General English


  • noun the escape of liquid or gas from a sealed container, or the amount of liquid or gas that has escaped


  • A flaw or fault which allows the undesired escape of something, such as a fluid or energy. Also, the location of such a flaw or fault. Also, that which escapes. May also refer to such a flaw or fault which allows the undesired entry of something.
  • The flow of current through unwanted paths of a circuit, along the surface or through the body of a dielectric or insulator, or that which is otherwise undesired or lost. Also, the current which flows in this manner, or is lost.

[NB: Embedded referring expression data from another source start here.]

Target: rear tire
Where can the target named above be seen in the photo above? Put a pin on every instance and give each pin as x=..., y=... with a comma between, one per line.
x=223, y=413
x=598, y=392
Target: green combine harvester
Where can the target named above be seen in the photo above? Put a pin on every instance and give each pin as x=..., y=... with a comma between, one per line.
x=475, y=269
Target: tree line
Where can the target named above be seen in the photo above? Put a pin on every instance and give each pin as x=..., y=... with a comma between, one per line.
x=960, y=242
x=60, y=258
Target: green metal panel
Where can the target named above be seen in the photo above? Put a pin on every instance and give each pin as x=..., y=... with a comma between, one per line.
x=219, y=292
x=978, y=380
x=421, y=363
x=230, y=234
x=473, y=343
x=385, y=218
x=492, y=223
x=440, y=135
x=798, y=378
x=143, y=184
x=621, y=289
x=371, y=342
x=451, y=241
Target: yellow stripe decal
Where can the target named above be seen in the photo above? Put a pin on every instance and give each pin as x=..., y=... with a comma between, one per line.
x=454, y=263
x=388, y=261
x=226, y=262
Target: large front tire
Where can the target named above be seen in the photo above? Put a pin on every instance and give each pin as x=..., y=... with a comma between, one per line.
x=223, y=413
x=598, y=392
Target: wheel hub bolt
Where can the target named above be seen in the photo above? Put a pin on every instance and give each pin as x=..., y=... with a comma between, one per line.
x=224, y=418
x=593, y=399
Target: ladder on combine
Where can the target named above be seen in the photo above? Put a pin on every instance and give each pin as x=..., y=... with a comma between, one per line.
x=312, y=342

Information & Library Science

  • noun a breach of security or loss of important information


  • noun the unofficial passing of information which has not yet been published, by officials, MPs or employees to newspapers, TV or radio stations, or other public forums
  • verb to make secret information public without being authorised to do so

Media Studies

  • noun an occasion when confidential information is given to the media, or the information itself
  • verb to give confidential information to the media unofficially, or become known unofficially


  • noun the unofficial passing of secret information or information which has not yet been published to newspapers or television stations


  • noun an act of urination. Usually in the expressions ‘have a leak’ or ‘take a leak’. The origin of this predictable usage may be nautical.

Origin & History of “leak”

The ultimate source of leak is probably a prehistoric Germanic *lek-, which denoted ‘deficiency’ (a variant *lak- gave English lack). It is not clear how this reached English; it could have been via Old Norse leka, or through middle Dutch lēken.